Los dos pequeños se acurrucaron uno junto a otro en la boca del conducto, pero no es preciso que os cuente la desesperación y el terror que sintieron. Es inútil que describa su horror al oír las pisadas nerviosas de Violet intentando escapar a través del archivo, ni las extrañas y tambaleantes pisadas de Esmé persiguiendo a su hermana con sus afilados tacones mientras derribaba archivadores a diestro y siniestro. Es innecesario que os cuente lo arduo que se les hizo ascender por aquel conducto, que tenía tanta pendiente que creyeron trepar a gatas por una montaña de hielo y no por un simple tubo para depositar documentos. Es ocioso que describa el sentimiento de ambos al llegar al final del tubo, otra abertura, que daba a la fachada exterior del Hospital Heimlich. Y sería absolutamente baladí —palabra que en este contexto significa «inútil, innecesario y ocioso, porque no es preciso»— que os contara cómo se sintieron después, sentados en el ala en obras del hospital, envueltos en sus lonas para resguardarse del frío y rodeados de linternas encendidas que les hacían compañía, mientras aguardaban a que Violet apareciera, puesto que, al fin y al cabo, Klaus y Sunny Baudelaire no se detuvieron a pensar en nada de todo eso.
Los dos pequeños, aferrados a la página trece del expediente Baudelaire mientras la noche se cernía sobre ellos, no pensaban en aquellos ruidos procedentes del archivo, ni en su ascenso por el conducto, ni siquiera en el viento gélido que se colaba entre las sábanas de plástico y les helaba los huesos.
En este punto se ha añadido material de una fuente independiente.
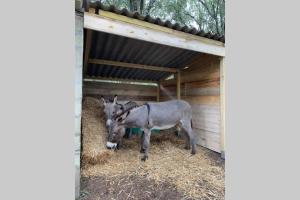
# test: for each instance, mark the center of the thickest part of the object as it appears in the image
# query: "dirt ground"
(171, 172)
(105, 181)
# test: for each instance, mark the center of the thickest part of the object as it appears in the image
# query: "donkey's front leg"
(146, 143)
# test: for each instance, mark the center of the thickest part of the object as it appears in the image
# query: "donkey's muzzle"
(111, 145)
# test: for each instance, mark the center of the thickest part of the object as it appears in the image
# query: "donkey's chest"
(163, 127)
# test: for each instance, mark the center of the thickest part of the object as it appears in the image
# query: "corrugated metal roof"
(191, 30)
(118, 48)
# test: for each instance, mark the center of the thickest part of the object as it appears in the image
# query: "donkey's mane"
(128, 110)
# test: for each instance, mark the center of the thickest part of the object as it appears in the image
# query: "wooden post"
(78, 97)
(222, 107)
(158, 92)
(178, 79)
(87, 50)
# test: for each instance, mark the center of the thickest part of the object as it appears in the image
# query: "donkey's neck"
(137, 116)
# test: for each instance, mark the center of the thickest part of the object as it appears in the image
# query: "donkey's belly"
(163, 127)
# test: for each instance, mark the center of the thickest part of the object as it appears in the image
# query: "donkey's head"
(110, 110)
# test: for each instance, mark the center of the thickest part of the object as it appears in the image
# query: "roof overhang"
(132, 28)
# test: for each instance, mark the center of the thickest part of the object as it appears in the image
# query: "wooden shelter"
(135, 57)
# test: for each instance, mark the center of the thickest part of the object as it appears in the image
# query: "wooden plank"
(124, 98)
(119, 92)
(158, 92)
(178, 80)
(185, 91)
(86, 78)
(121, 25)
(222, 107)
(131, 65)
(87, 50)
(103, 85)
(207, 100)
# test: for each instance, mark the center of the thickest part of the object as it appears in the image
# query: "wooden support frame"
(131, 65)
(125, 26)
(158, 92)
(118, 79)
(178, 82)
(222, 106)
(88, 43)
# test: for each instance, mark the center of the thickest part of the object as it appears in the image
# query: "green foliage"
(206, 15)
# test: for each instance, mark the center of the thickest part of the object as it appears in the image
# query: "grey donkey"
(111, 109)
(161, 115)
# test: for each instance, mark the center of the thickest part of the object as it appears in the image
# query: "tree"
(206, 15)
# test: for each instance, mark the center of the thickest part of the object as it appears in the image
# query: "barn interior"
(144, 71)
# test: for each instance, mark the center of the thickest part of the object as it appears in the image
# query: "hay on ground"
(199, 176)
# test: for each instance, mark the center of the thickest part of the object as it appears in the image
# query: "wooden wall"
(200, 86)
(78, 97)
(125, 92)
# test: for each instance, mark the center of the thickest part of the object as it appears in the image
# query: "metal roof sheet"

Klaus y Sunny pensaban en la expresión que Violet había empleado al ver esa hoja de papel que ahora sostenían entre ambos.
«¡Creí que no viviría para contarlo!», había dicho Violet, y sus hermanos sabían que esa frase hecha era un modo de decir «Estoy muy sorprendida» o «Me he quedado estupefacta» o «No salgo de mi asombro». Pero mientras aguardaban a la llegada de Violet, cada vez más nerviosos, empezaron a temer que aquella expresión empleada por su hermana no resultara más acertada de lo que ella habría imaginado. A medida que los primeros rayos del sol comenzaban a iluminar el ala en obras del hospital, los Baudelaire empezaron a temer, cada vez más asustados, que su hermana mayor no pudiera vivir para contarlo.